O jantar foi organizado pelo presidente Lula como um gesto simbólico de apoio. A ideia era reunir os 11 ministros do STF para passar uma imagem de força institucional, parecida com a que foi mostrada após os ataques de 8 de janeiro de 2023. O Planalto chegou a preparar uma foto oficial com todos os ministros e o presidente, sob o slogan da nova campanha do governo: “Soberania Nacional”. Mas a foto nem chegou a ser feita.

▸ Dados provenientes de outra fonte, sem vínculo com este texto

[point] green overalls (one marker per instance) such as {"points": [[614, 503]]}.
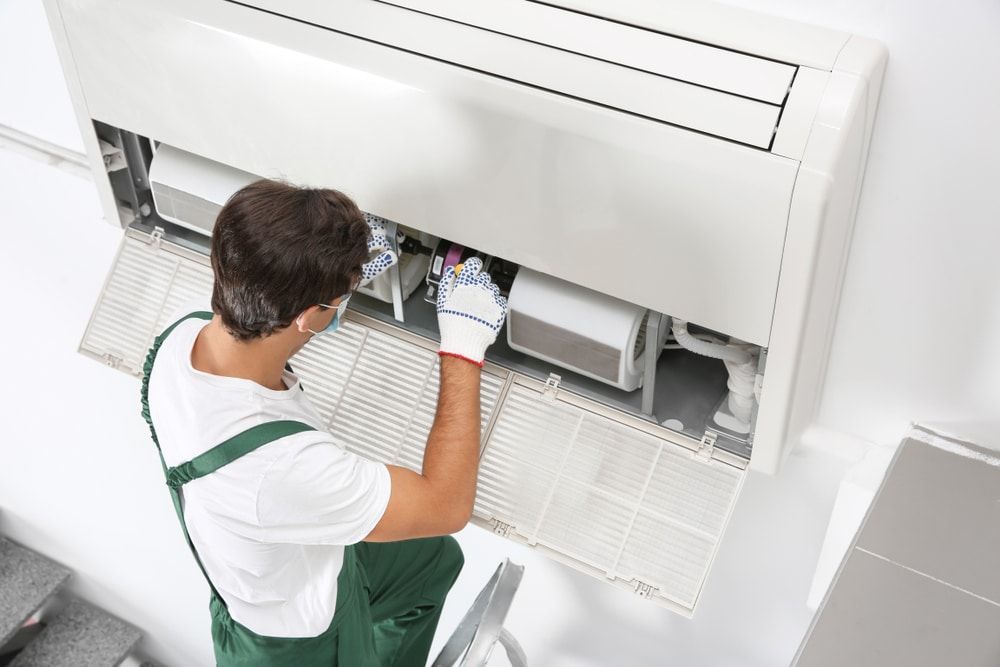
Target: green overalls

Compareceram apenas seis ministros: Alexandre de Moraes, Cristiano Zanin, Edson Fachin, Flávio Dino, Gilmar Mendes e Luís Roberto Barroso. A ausência dos outros cinco expôs uma divisão interna no STF.
A presença de Edson Fachin foi estratégica. Futuro presidente do STF, ele avaliou que faltar ao evento poderia gerar ruídos, já que Alexandre de Moraes será seu vice.

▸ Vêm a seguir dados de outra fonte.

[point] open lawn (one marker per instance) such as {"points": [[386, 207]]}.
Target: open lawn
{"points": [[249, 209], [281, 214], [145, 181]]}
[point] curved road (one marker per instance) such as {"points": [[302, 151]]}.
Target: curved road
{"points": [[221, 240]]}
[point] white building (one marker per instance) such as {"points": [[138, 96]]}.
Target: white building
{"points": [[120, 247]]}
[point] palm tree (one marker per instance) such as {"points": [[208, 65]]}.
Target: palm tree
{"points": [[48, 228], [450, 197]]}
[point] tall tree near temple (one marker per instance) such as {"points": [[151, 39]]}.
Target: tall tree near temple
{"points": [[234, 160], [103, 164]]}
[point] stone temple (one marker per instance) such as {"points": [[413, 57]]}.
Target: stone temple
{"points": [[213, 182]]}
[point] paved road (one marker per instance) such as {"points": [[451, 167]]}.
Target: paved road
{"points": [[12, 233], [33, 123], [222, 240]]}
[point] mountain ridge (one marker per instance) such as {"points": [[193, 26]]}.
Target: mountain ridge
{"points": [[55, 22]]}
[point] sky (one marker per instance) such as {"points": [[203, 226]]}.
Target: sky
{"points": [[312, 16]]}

Antes do jantar, Moraes tentou articular uma carta assinada por todos os ministros em sua defesa, após ser incluído pelos EUA na lista da Lei Global Magnitsky. A ideia foi apresentada na quarta-feira (30), mas a maioria dos ministros recusou. Segundo o site Poder360, mais da metade da Corte achou inadequado assinar um documento coletivo contra uma decisão soberana dos Estados Unidos, especialmente considerando a gravidade das acusações, como violação de direitos humanos e uso político do Judiciário.
Com a negativa, a única manifestação pública foi uma nota neutra, assinada apenas pelo presidente do STF, Luís Roberto Barroso, sem críticas diretas ao governo americano.